Healey joined Lt. Gov. Kim Driscoll and Housing Secretary Ed Augustus at Thursday's hearing, where they said the measure would support creation or preservation of 70,000 housing units.

"We hear from residents everywhere we go, and I know that you do as well -- families who are priced out of homeownership, working people who cannot find affordable apartments anywhere near their jobs, seniors struggling to stay in their homes, recent graduates here in Massachusetts looking to leave our great state, businesses wanting to expand, wanting to grow here, wanting to operate here, but unable to land the talent to recruit people here because housing costs are too high," Healey said. "I want people staying in Massachusetts, I want people thriving in Massachusetts. That's what I want, but housing and the lack of affordable housing is getting in our way."

The governor made solving the housing crisis a major platform in her winning campaign in 2022, but progress on solutions has been slow.

Home sales across Massachusetts sank to a 12-year low in 2023, Healey's first year in office. The Warren Group reported Tuesday that record high prices and an insufficient inventory helped push home sales down by nearly 22.5 percent in 2023, compared to 2022.

The median sale price for a single-family home in Massachusetts last year was $570,000, up about 3.6 percent over 2022. In December, there were 3,150 single-family home sales in Massachusetts, the fewest for any December since 2008. The median single-family home sale price increased 5.9 percent in December to $540,000, a new all-time high for the month.

Some activists pressed lawmakers to expand the scope of the bill even further and include language that would allow cities and towns to adopt rent control -- a policy voters banned statewide in 1994 -- or limit foreclosures.

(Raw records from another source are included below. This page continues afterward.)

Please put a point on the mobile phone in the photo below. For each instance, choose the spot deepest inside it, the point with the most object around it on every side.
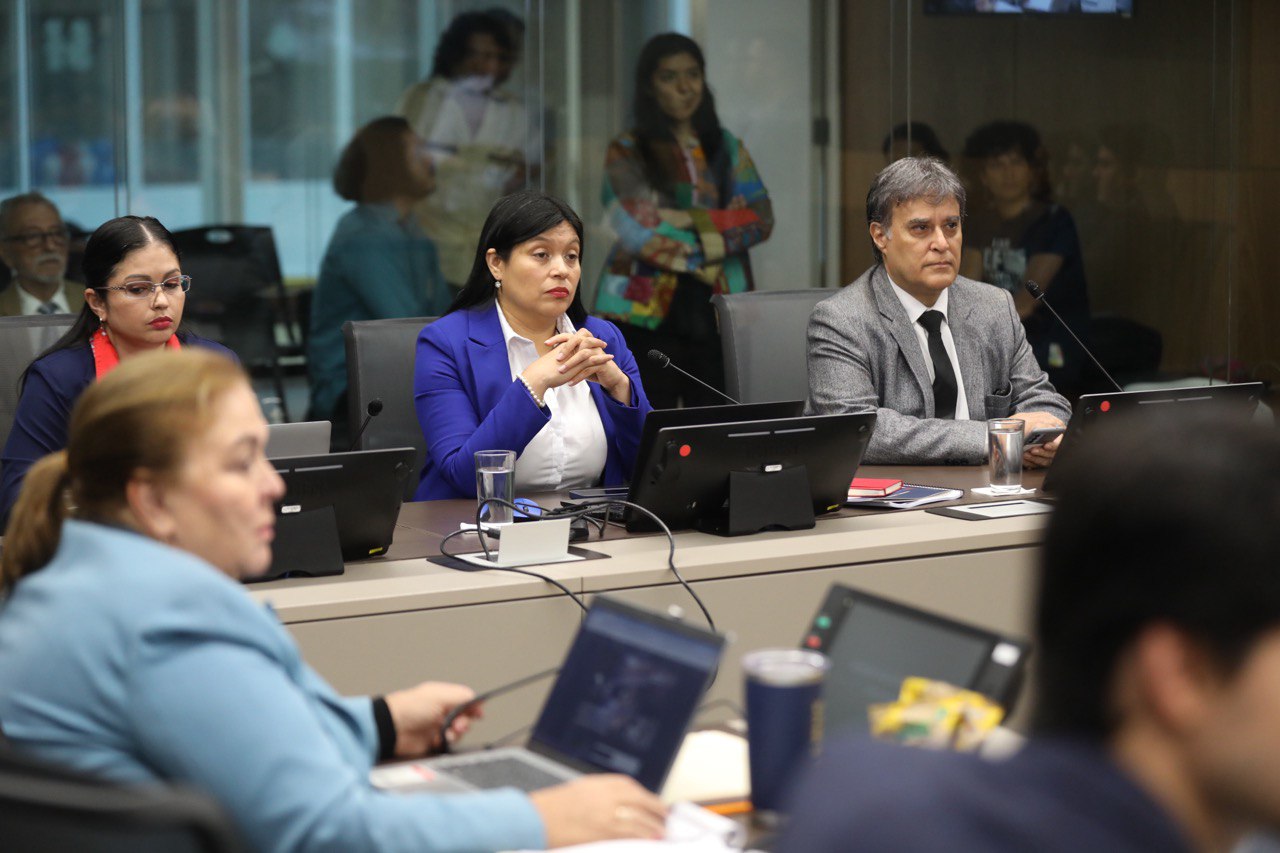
(607, 492)
(1042, 436)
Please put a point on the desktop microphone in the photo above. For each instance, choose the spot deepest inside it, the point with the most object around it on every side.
(1038, 295)
(664, 361)
(371, 410)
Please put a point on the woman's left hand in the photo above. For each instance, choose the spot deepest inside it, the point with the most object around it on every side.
(419, 712)
(584, 349)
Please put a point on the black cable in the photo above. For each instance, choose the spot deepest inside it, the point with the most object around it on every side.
(583, 510)
(458, 710)
(483, 533)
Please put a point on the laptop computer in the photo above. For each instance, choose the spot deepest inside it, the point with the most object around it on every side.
(622, 702)
(357, 495)
(1242, 397)
(874, 643)
(305, 438)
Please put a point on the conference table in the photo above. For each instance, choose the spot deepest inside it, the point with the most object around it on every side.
(400, 619)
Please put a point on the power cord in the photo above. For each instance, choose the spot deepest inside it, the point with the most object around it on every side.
(584, 509)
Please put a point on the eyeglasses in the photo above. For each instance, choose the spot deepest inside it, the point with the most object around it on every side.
(37, 238)
(146, 290)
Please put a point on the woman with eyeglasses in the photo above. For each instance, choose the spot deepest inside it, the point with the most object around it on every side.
(135, 293)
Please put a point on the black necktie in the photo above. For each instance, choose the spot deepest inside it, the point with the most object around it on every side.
(944, 377)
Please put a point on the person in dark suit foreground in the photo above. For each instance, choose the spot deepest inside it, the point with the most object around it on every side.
(1157, 632)
(129, 648)
(931, 352)
(516, 364)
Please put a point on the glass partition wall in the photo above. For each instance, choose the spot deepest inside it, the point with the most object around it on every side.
(1155, 141)
(1157, 129)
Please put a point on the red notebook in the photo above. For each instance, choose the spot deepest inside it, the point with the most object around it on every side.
(873, 487)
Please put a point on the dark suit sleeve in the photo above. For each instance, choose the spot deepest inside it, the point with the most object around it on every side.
(448, 410)
(39, 427)
(624, 422)
(848, 363)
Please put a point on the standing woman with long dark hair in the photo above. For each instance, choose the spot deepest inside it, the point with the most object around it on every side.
(135, 293)
(686, 204)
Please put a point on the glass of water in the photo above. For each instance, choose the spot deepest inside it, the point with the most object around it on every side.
(496, 478)
(1005, 455)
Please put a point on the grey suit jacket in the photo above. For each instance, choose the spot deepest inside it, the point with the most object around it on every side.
(864, 356)
(10, 304)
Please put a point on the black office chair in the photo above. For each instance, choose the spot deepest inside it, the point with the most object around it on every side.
(237, 295)
(22, 338)
(44, 807)
(380, 365)
(763, 334)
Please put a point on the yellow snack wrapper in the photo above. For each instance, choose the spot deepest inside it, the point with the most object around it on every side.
(936, 714)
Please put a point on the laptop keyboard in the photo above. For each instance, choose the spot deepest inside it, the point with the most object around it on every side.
(504, 771)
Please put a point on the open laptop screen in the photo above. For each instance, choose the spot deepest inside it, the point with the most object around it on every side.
(874, 643)
(626, 693)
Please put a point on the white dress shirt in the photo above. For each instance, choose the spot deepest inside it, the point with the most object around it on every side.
(31, 305)
(570, 451)
(914, 308)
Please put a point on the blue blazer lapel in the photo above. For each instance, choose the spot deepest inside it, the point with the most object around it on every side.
(487, 354)
(900, 327)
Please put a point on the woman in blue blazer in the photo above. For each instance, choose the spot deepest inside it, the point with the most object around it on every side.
(516, 364)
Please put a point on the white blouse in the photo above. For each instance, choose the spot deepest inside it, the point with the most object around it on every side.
(570, 451)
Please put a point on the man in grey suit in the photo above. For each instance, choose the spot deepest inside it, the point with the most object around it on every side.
(932, 354)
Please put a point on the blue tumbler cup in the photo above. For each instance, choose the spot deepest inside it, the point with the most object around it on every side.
(784, 720)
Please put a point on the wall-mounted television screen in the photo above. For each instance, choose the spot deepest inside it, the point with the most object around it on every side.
(1029, 7)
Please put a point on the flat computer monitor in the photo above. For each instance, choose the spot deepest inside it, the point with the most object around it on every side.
(337, 507)
(744, 477)
(663, 418)
(874, 643)
(1089, 410)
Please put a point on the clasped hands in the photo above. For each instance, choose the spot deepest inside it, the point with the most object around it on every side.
(574, 359)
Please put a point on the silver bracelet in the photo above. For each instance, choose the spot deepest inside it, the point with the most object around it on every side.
(530, 389)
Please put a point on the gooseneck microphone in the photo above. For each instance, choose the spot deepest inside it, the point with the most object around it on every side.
(371, 410)
(1038, 295)
(664, 361)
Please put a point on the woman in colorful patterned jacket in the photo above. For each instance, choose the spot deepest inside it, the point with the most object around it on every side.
(686, 204)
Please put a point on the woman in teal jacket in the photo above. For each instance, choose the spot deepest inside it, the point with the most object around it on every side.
(129, 649)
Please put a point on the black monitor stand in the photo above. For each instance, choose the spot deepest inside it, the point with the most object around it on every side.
(766, 500)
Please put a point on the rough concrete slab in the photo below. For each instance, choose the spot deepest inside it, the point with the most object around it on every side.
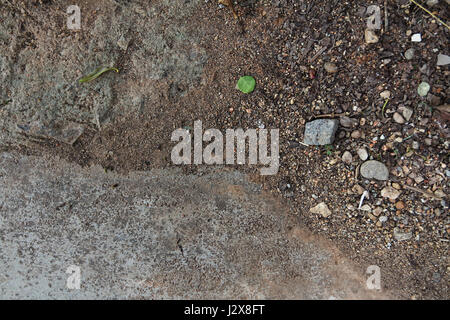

"Profit-seeking corporate investors are increasingly buying homes and hiking rents astronomically, raising the price of housing for everyone else," said Homes for All Mass. Executive Director Carolyn Chou. "The evictions and foreclosures caused by the housing crisis cause enormous disruption to people's lives, and many families never recover. Rent control and foreclosure protection are the immediate lifelines we need to protect people now while we pursue long-term reforms that will take decades to impact housing costs. While the Governor's bond bill provides long-term investment in affordable housing, we need to keep our communities housed today.”

Another point of division in the legislation is a proposal to set a simple majority voting threshold at the local level, rather than a two-thirds majority, for inclusionary zoning ordinances and bylaws. 

Massachusetts Competitive Partnership President Jay Ash, who previously served as Gov. Charlie Baker's housing and economic development secretary, told lawmakers he thinks inclusionary zoning has "a negative impact on production."

"If our belief is that production is at an all-time low -- I think we all agree on that -- then we should be doing everything we can to encourage production, and it's my experience as an economic development professional that when you add an additional responsibility [like] inclusionary zoning, you drop the the number of developers who can pencil out in secondary and tertiary areas, and that isn't always appreciated at the local level," Ash said.

Edwards, a Boston Democrat who at one point asked for "receipts that show" the purported negative impacts of the transfer tax on production, suggested that she and some business leaders have "different approaches to housing."

"For some people, it is just build and get out of our way, and let there be the units and build as many units as possible, and then it'll trickle in ways down to ensure that there's enough affordable housing, that there's enough housing for people regardless of their backgrounds," she said. "I believe that the goals of this bill -- it is not just a production bill, it is a systemic reform of our housing in the state bill. It is not siloed in just build[ing] more units."

The hearing began shortly after 11 a.m. and new speakers were still being called to testify as 5 o'clock approached.